Tuesday, February 19, 2013

Hive STRUCT tips

Hive supports SQL1999-style STRUCTs (and ARRAYs), whether they be native Hive tables, Avro-backed tables, or other SerDe.

Tip 1: INSERT

While querying is straightforward using the dot notation familiar from Java, etc.
SELECT z.a FROM oc;
INSERTing requires use of the peculiar named_struct:
echo 1,2 >twovalues.csv
hive
CREATE TABLE tc (x INT, y INT) ROW FORMAT DELIMITED FIELDS TERMINATED BY ',';
LOAD DATA LOCAL INPATH 'twovalues.csv' INTO TABLE tc;
CREATE TABLE oc (z STRUCT<a: int, b: int>);
INSERT INTO TABLE oc SELECT named_struct('a', x, 'b', y) FROM tc;

Tip 2: NULLs

HiveQL DDL has no option in its CREATE TABLE syntax to specify that a column be NULLable. That's because in the Hadoop/HDFS/Big Data philosophy, data is in general allowed to be missing, and that translates nicely to the SQL concept of NULL in Hive/HiveQL.

However, that doesn't extend to STRUCTs in HiveQL. Apparently neither columns within STRUCTs nor the STRUCTs themselves can be NULLs.
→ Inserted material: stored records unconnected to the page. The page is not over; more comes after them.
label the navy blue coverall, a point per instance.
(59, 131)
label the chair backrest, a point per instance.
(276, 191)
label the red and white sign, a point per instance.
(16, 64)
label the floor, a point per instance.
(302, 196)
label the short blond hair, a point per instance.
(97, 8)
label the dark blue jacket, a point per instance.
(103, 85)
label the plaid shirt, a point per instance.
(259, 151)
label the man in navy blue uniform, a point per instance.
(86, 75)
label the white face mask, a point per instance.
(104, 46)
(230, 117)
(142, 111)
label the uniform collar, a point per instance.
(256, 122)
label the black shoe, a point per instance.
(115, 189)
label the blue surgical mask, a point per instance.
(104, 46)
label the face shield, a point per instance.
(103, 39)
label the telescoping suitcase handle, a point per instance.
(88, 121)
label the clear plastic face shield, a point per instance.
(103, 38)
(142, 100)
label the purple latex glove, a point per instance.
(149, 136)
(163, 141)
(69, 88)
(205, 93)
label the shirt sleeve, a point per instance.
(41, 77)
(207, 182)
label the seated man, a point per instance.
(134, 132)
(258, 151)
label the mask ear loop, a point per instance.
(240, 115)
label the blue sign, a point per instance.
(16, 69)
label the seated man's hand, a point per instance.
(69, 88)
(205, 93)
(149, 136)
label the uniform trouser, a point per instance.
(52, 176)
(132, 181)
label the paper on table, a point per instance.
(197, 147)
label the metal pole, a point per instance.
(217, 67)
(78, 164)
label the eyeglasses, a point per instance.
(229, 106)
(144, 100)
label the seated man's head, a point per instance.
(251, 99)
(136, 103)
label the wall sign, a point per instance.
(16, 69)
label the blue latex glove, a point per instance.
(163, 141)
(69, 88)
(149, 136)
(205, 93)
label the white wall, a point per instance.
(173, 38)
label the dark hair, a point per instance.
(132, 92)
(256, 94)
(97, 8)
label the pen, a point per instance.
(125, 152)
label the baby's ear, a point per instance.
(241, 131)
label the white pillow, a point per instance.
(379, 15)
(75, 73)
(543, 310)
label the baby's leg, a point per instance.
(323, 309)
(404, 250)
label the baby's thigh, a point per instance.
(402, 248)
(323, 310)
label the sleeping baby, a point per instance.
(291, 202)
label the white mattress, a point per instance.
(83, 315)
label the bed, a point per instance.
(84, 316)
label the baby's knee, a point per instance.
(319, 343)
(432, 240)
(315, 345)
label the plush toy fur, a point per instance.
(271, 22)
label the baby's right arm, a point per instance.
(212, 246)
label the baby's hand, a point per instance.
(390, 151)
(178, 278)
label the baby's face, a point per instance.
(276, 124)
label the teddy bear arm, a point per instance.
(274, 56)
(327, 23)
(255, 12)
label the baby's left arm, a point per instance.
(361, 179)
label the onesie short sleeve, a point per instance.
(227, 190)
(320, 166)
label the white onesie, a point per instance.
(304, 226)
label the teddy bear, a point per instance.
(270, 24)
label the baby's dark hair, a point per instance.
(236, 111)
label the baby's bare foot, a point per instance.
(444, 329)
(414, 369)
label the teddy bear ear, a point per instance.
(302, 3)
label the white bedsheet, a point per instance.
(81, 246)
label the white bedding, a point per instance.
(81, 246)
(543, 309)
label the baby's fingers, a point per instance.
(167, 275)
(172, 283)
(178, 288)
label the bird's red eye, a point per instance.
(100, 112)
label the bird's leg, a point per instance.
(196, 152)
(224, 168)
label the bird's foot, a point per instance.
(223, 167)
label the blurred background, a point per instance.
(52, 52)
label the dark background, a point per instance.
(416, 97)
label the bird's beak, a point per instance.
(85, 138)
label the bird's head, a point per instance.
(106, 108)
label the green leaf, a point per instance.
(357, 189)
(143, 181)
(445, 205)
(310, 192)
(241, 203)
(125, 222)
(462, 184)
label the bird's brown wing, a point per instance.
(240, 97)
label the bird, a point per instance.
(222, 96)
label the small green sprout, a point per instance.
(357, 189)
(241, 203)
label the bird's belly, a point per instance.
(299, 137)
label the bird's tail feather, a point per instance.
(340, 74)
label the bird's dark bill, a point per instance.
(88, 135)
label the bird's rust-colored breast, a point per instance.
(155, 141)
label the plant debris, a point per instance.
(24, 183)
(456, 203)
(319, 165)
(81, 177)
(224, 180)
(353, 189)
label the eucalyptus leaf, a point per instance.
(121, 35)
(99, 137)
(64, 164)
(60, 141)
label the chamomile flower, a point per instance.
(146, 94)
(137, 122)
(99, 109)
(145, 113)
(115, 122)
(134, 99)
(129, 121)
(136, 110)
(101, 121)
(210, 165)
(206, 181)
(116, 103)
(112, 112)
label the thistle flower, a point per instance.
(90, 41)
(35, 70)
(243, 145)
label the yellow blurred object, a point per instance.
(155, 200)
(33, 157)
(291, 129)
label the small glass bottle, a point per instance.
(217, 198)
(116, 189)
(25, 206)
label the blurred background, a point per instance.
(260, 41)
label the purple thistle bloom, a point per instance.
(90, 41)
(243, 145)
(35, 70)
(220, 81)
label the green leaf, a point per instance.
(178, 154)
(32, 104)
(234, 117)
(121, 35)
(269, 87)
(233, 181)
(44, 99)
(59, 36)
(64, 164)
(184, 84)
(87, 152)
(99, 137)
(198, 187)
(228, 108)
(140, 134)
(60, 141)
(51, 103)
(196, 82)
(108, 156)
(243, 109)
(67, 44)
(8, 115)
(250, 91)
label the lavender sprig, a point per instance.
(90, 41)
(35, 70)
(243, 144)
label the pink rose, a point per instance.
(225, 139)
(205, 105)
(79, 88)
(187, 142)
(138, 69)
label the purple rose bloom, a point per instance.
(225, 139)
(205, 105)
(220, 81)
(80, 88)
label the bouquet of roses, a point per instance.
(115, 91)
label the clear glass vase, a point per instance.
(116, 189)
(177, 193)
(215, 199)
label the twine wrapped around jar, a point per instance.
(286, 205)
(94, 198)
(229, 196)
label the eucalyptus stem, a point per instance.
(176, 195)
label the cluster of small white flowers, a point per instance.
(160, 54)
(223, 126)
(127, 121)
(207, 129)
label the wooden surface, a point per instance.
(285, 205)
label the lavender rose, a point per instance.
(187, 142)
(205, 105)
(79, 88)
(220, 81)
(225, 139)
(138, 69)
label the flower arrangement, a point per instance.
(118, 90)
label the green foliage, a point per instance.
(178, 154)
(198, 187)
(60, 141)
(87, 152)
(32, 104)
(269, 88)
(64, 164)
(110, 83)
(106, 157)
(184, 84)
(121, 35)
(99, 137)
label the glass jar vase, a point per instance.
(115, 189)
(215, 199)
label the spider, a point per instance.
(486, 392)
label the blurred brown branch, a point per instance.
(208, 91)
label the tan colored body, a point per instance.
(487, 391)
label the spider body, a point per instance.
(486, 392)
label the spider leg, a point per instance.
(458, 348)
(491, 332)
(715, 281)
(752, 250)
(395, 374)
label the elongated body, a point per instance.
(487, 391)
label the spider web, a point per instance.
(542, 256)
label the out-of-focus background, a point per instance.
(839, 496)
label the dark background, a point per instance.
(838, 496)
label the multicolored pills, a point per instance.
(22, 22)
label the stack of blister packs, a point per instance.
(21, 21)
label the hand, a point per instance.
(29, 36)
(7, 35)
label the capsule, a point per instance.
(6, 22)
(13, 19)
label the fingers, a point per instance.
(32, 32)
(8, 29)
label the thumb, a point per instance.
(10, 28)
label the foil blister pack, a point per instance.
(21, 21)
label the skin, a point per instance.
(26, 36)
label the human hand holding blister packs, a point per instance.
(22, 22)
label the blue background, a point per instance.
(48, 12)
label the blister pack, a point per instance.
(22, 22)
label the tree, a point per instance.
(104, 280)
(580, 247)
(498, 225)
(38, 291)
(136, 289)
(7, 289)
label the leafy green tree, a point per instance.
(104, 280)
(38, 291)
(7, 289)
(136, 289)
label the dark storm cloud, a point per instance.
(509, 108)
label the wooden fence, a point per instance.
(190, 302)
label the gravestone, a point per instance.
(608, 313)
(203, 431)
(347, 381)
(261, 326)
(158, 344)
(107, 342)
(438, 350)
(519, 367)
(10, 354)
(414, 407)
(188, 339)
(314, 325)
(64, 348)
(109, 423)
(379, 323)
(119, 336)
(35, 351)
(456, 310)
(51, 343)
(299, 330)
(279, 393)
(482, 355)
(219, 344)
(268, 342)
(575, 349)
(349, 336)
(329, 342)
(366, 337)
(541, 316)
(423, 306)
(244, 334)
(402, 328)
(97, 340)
Thus there is this odd restriction: while all regular Hive columns must be NULLable, all STRUCT Hive columns must be non-NULLable. That's quite a polarization of behavior for a DDL that doesn't even have a keyword "NULL".

The following:
INSERT INTO TABLE oc SELECT null FROM tc;
produces the error
FAILED: SemanticException [Error 10044]: Line 1:18 Cannot insert into target
table because column number/types are different 'oc': Cannot convert column 0
from void to struct<a:int,b:int>.
And the following:
INSERT INTO TABLE oc SELECT named_struct('a', null, 'b', null) FROM tc;
produces the error:
FAILED: SemanticException [Error 10044]: Line 1:18 Cannot insert into target
table because column number/types are different 'oc': Cannot convert column 0
from struct<a:void,b:void> to struct<a:int,b:int>.

1 comment:

intransit said...

You can actually do this, it's just a major pain in the back side:

INSERT INTO TABLE oc SELECT named_struct('a', cast(null as int), 'b', cast(null as int)) FROM tc;